In a recent post ( Text-mining at ERBI : Nothing is 100%;) I set a little problem – asking you to make estimates of the number of named chemical entities in a piece of experimental text. At the ERBI meeting estimates ranged between 4 and 11. I got three blog answers from 8 to 15 (though the latter was looking for lexical as well as semantic matches, so really 8 to 11).
The main point is that unless the problem and methodology are clearly defined there is no answer and since I didn’r define the problem I expected a spread. The message is that if you talk about text-mining without defining the methodology then your results are meaningless.
In this exercise we are addressing the need for interannotator agreement (IA). In this a series of domain experts are given precise rules on how to annotate the text (in this case by marking up the named chemical entities). Since I didn’t tell you what a NCE was I again expected a spread.
In the SciBorg project, which includes help from RSC, Nature and IUCr, Peter Corbett, Colin Batchelor (RSC) and Simone Teufel (Computer Lab) have produced a set of rules for identifying chemical entities. Not interpreting them into connerction tables or looking them up but identifying them as chemical entities and giving the start and end of the character string. There are several classes (adjectives, enzymes, etc.) but the passges I gave you contained only nouns relating to “chemicals”, designated by CM. (Language processing folks like abbreviations – so “was” is past tense of “be” so it is BEDZ). Here’s the guide:
Peter Corbett, Colin Batchelor and Simone Teufel Annotation of Chemical Named Entities. BioNLP 2007: Biological, translational, and clinical language processing, Prague, Czech Republic.

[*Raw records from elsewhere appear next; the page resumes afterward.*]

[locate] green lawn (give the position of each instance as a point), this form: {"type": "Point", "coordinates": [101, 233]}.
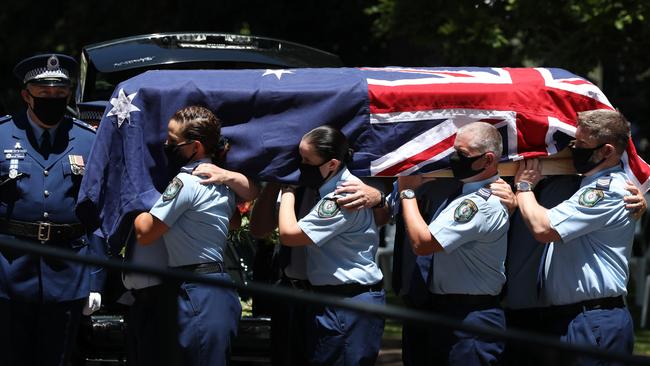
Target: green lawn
{"type": "Point", "coordinates": [393, 329]}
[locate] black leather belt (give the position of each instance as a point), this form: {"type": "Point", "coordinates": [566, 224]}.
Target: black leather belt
{"type": "Point", "coordinates": [349, 289]}
{"type": "Point", "coordinates": [594, 304]}
{"type": "Point", "coordinates": [295, 283]}
{"type": "Point", "coordinates": [42, 231]}
{"type": "Point", "coordinates": [468, 300]}
{"type": "Point", "coordinates": [204, 268]}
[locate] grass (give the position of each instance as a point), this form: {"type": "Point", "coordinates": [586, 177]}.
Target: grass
{"type": "Point", "coordinates": [393, 328]}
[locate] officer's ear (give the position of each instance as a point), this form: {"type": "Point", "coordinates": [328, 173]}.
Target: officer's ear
{"type": "Point", "coordinates": [607, 151]}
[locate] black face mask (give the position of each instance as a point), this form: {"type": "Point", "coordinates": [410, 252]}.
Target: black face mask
{"type": "Point", "coordinates": [175, 160]}
{"type": "Point", "coordinates": [461, 165]}
{"type": "Point", "coordinates": [50, 111]}
{"type": "Point", "coordinates": [582, 158]}
{"type": "Point", "coordinates": [310, 176]}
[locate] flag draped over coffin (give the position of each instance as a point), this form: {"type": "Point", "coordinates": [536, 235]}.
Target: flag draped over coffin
{"type": "Point", "coordinates": [399, 121]}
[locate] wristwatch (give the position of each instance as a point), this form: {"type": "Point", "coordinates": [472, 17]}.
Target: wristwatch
{"type": "Point", "coordinates": [523, 186]}
{"type": "Point", "coordinates": [407, 194]}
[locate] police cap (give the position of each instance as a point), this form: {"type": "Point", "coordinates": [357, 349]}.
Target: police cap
{"type": "Point", "coordinates": [50, 69]}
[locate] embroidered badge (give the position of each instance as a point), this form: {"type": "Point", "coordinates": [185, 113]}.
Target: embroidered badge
{"type": "Point", "coordinates": [328, 208]}
{"type": "Point", "coordinates": [590, 197]}
{"type": "Point", "coordinates": [77, 164]}
{"type": "Point", "coordinates": [465, 211]}
{"type": "Point", "coordinates": [172, 189]}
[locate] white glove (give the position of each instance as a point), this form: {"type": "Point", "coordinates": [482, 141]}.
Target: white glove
{"type": "Point", "coordinates": [93, 304]}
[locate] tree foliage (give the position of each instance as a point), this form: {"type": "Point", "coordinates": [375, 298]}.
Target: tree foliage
{"type": "Point", "coordinates": [606, 40]}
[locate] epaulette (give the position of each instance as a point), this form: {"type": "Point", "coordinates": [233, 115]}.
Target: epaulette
{"type": "Point", "coordinates": [603, 183]}
{"type": "Point", "coordinates": [484, 193]}
{"type": "Point", "coordinates": [6, 118]}
{"type": "Point", "coordinates": [83, 125]}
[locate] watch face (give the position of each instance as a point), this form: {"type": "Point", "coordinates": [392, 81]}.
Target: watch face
{"type": "Point", "coordinates": [408, 193]}
{"type": "Point", "coordinates": [523, 186]}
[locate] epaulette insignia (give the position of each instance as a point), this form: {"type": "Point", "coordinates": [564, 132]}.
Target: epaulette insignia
{"type": "Point", "coordinates": [590, 197]}
{"type": "Point", "coordinates": [465, 211]}
{"type": "Point", "coordinates": [328, 207]}
{"type": "Point", "coordinates": [484, 193]}
{"type": "Point", "coordinates": [172, 189]}
{"type": "Point", "coordinates": [603, 183]}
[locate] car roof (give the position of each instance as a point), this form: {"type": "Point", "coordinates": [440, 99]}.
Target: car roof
{"type": "Point", "coordinates": [147, 51]}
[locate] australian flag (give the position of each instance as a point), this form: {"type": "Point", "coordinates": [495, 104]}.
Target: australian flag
{"type": "Point", "coordinates": [399, 121]}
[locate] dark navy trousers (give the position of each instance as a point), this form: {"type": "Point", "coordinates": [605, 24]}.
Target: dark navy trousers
{"type": "Point", "coordinates": [208, 317]}
{"type": "Point", "coordinates": [455, 347]}
{"type": "Point", "coordinates": [607, 329]}
{"type": "Point", "coordinates": [342, 337]}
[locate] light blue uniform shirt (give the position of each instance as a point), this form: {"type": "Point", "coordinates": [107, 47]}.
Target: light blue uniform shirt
{"type": "Point", "coordinates": [198, 217]}
{"type": "Point", "coordinates": [591, 261]}
{"type": "Point", "coordinates": [473, 260]}
{"type": "Point", "coordinates": [345, 241]}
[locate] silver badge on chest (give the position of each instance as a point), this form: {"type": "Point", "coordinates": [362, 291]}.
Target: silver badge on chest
{"type": "Point", "coordinates": [14, 156]}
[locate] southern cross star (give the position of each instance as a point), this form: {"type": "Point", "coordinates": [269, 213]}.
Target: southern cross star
{"type": "Point", "coordinates": [122, 107]}
{"type": "Point", "coordinates": [277, 73]}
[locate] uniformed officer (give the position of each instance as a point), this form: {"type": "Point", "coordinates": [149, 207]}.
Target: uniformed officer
{"type": "Point", "coordinates": [289, 321]}
{"type": "Point", "coordinates": [92, 112]}
{"type": "Point", "coordinates": [44, 154]}
{"type": "Point", "coordinates": [341, 247]}
{"type": "Point", "coordinates": [584, 269]}
{"type": "Point", "coordinates": [468, 239]}
{"type": "Point", "coordinates": [193, 220]}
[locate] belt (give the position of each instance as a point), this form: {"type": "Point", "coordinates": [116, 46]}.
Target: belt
{"type": "Point", "coordinates": [42, 231]}
{"type": "Point", "coordinates": [348, 289]}
{"type": "Point", "coordinates": [594, 304]}
{"type": "Point", "coordinates": [204, 268]}
{"type": "Point", "coordinates": [468, 300]}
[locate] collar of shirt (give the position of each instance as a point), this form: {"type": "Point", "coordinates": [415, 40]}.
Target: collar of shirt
{"type": "Point", "coordinates": [38, 130]}
{"type": "Point", "coordinates": [475, 186]}
{"type": "Point", "coordinates": [330, 185]}
{"type": "Point", "coordinates": [189, 167]}
{"type": "Point", "coordinates": [592, 178]}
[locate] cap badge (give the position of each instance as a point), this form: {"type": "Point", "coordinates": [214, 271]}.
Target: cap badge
{"type": "Point", "coordinates": [53, 63]}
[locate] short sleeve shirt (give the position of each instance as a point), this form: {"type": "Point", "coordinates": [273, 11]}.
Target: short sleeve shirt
{"type": "Point", "coordinates": [597, 232]}
{"type": "Point", "coordinates": [345, 241]}
{"type": "Point", "coordinates": [198, 217]}
{"type": "Point", "coordinates": [472, 231]}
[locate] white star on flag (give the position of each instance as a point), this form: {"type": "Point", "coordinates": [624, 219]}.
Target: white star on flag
{"type": "Point", "coordinates": [122, 107]}
{"type": "Point", "coordinates": [277, 73]}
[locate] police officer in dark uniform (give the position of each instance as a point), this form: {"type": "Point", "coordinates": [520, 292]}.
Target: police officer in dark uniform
{"type": "Point", "coordinates": [44, 154]}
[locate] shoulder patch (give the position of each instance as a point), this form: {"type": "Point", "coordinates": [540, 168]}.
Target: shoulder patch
{"type": "Point", "coordinates": [328, 208]}
{"type": "Point", "coordinates": [172, 189]}
{"type": "Point", "coordinates": [84, 125]}
{"type": "Point", "coordinates": [603, 183]}
{"type": "Point", "coordinates": [484, 193]}
{"type": "Point", "coordinates": [590, 197]}
{"type": "Point", "coordinates": [465, 211]}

This is quite precise about what a CM is. Most of them were “obvious” but the guide makes clear that “reaction mixture” and “yellow oil” are not CMs while “molecular sieve” and “petroleum ether” are. “Petroleum ether:diethyl ether” contains 2 distinct CMs. So the answer is 9 unique CMs of which one (petroleum ether) occurs twice.
The process necessarily involved arbitrary boundaries. Some of you might feel that they should be more or less broad. The authors have had to set them somewhere and that’s what they have done. They have had to write them up very clearly (about 30 pages). We hope you feel this is a useful resource.
So if we are now given the guidelines we should all agree 100% shouldn’t we? Well, Peter and Colin tried it on themselves. They took 14 papers from all branches of chemistry and annotated these. It takes ca. 2 weeks. They did not get 100% agreement – they got 93%. Even though they had written the guidelines. This disagreement is universal. There is no IA of 100% except in trivial tasks. They involved a third party and the tripartite agreement was about 90%.
So if humans can only agree 90% of the time we can’t expect machines to do better. And they didn’t. OSCAR3 has been trained on a similar corpus with some being used for trainging and some for metrics. Here we text OSCAR3 against the “Gold Standard” – papers marked up (jointly) by the experts as their best estimate of what the guidelines suggest. OSCAR then identifies the character strings which are CMs. The metrics are harsh. If OSCAR gets “ether” instead of “petroleum ether” it gets a negative mark (not even zero).
There are two measures – precision and recall. Each can be improved at the expense of the other. One metric is the geometric mean or F-score. OSCAR gets about 80% (Peter has some novel ways of approaching this using probabilities).
So if you hear someone saying “My technique identifies 90% of chemical compaunds in text” ask them “where is your corpus?”, “what is your interannotator agreement?”, “where are your guidelines?” and “how did you compute your metrics?”.
If they can’t answer all 4, don’t believe a word.